Inverted Yield Curve: Could This Time Be Different?

 October 4 2018     David Templeton
In our recent article, “Respect The Predictive Power Of An Inverted Yield Curve”, a colleague noted that investors ignore this highly reliable indicator at their own peril. Today, I will argue for why investors should perhaps ignore this highly reliable indicator because “it may be different this time”.

To be clear, it may not be different this time, but it is always worth considering both sides of an argument.

As we say in our previous article, “the batting average is not just 25% or 50% of the time, it is 100% of the time that an economic slowdown or recession has occurred after the yield curve inverts.” While this is true, it is only true for the U.S. One of the first tests of the reliability of an indicator or strategy is to test it in a different market. As demonstrated below, the yield curve has been a phenomenal indicator for the U.S., but slightly less so for other countries.

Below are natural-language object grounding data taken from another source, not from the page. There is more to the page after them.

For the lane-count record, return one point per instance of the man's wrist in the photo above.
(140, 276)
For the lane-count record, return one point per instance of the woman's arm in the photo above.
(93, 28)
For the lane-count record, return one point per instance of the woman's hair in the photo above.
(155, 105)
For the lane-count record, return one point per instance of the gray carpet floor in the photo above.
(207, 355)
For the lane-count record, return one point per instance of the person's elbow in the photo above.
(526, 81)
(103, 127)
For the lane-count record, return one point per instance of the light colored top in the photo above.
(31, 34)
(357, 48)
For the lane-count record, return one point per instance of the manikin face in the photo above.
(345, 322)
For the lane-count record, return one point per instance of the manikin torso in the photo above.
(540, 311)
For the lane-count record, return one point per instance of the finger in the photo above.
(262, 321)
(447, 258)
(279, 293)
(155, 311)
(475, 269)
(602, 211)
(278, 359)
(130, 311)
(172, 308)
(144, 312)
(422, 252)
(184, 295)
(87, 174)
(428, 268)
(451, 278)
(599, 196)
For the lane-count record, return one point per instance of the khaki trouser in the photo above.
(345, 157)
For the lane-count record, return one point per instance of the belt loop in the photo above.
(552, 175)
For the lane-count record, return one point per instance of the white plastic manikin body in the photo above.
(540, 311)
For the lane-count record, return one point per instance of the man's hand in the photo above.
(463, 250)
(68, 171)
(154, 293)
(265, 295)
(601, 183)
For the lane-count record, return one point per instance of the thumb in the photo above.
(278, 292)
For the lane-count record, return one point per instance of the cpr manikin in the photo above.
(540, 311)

Now that we can confirm that the yield curve is not a flawless indicator, it becomes important to look at the causes and effects of yield curve inversions. The cause of a yield curve inversion is generally a pessimistic long term outlook by investors. This pessimistic outlook increases demand for long term security which increases demand for long term treasuries which lowers long term yields thus causing an inversion. But, this time, it appears that the first chain in the above link may be broken. Investors are not necessarily buying long term treasuries because of a pessimistic outlook, but rather because they are the best option in an otherwise low yielding world.

As shown below, yield opportunities in other sovereign issuers are difficult to find.


Though admittedly foreign purchases of Treasury bonds hardly explain downward pressure on long term yields as shown by the following chart.

If it is not foreign buyers driving yield down, then perhaps investors are simply more willing to take on duration risk than credit risk given the tight credit spreads shown in the following chart.

This is seemingly supported by fairly consistent outflows from High Yield in 2018 (article).

While far from definitive, the cause of lower long term yields may simply be excess liquidity rather than a broad/growing pessimistic outlook.

If the cause of the inversion is indeed different, then perhaps the effect of the inversion will be different as well. The economy struggles after an inverted yield curve for many reasons, but one of the most important is that banks can no longer lend profitably. If banks pay short term interest rates on deposits while lending to companies/individuals at long term rates, then they struggle to reach profitability in an inverted yield curve environment.

In this particular case, however, bank deposit rates have not kept up with the increases in short term treasury rates as shown by the following chart of 1 Year Treasury Rates minus National 12 Month CD Rates on Jumbo Deposits.

If banks can keep their deposit interest rates artificially low, then they have more room for profitability than the typical 10yr – 2yr Treasury spread would indicate. As long as banks can continue to lend profitably, then loan supply should be available, and if the cause of the inversion is excess liquidity rather than rampant pessimism, then loan demand should be available as well.

While I cannot recommend that anyone completely ignore such a useful indicator, the inverted yield curve may not be the panacea that it is often made out to be.